I have a lot of hope for this, for labor.  The Red State rebellion that happened two years ago is finally coming to Texas, and it is a shame that it has taken COVID to spur us into action, but it is great that it is happening.

LUKE AMPHLETT: There are real possibilities and they are impossible to predict.  We work with a lot of the caucuses that led the uprisings two years ago and a part of UCON network: united caucuses of rank and file organizers.  

It is latent in Texas, just below the surface, but it is closer to the surface than it has ever been.  We are having conversations that we have never had before.  There is such an ideological component to collective action and a legal component as well.  We have seen micro-uprisings across the state.  

At my campus specifically, there was a huge explosion of organizing over the last couple of weeks, as it became clear that the safety plan really was not there.  For the first time, more than a third of the campus together, published leaflets and demands, delivered a letter to the President, made the letter public, sent the letter to the Trustees.

The safety protocols for our campus are now much better than they would have been.  And we have seen other campuses mirror the campaign that we led.  None of those things are as exciting as the Red State Revolt, but they are beautiful, local campaigns about workplace power.  If you look at the places where the uprisings have been successful, they are the places where there has a been a deep commitment to campus-specific organization and building power at that level.  What we are more likely to see in Texas is people quitting rather than going on strike as a response to COVID.  As we see the economy worsen, attacks on the public sphere, etc., the organizing around COVID is going to put us in a good place to deal with the next horrible crisis that comes our way.

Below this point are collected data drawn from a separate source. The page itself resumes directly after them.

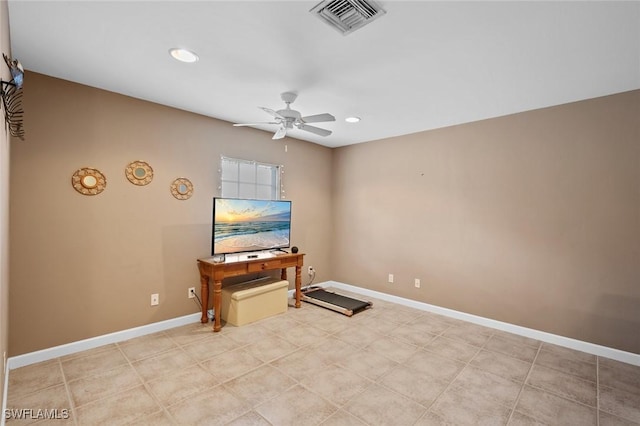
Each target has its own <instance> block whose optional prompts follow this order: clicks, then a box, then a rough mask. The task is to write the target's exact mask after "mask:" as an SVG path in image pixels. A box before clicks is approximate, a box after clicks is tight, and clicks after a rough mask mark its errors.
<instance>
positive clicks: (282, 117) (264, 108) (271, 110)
mask: <svg viewBox="0 0 640 426" xmlns="http://www.w3.org/2000/svg"><path fill="white" fill-rule="evenodd" d="M258 108H260V109H261V110H263V111H264V112H266V113H267V114H269V115H272V116H273V117H275V118H281V119H284V117H283V116H281V115H280V114H278V113H277V112H275V111H274V110H272V109H271V108H265V107H258Z"/></svg>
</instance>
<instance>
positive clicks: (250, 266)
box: [247, 260, 282, 272]
mask: <svg viewBox="0 0 640 426" xmlns="http://www.w3.org/2000/svg"><path fill="white" fill-rule="evenodd" d="M278 268H282V262H280V261H279V260H265V261H264V262H255V263H249V264H248V265H247V270H248V271H249V272H260V271H268V270H269V269H278Z"/></svg>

Students are the great untapped, unorganized base of potential power for local actions.  A lot of them are radical, willing to act.  I do a lot of student organizing around student rights and policing.  And recently when I was retaliated against for speaking out against the reopening and the lack of a plan, students and recent graduates came out in force and got me reinstated within three days.  The things that I look for in terms of hope: union organizing and labor organizing that transcends old ways of thinking about membership and thinks about the wider connections that unions have to the larger community.  When we think about housing, race, policing, the larger issues that affect all workers.  Unions are one of the few places in this country where we can organize labor power.  There is a real possibility of hope about organizing labor, but also transcending organized labor into a broader social movement.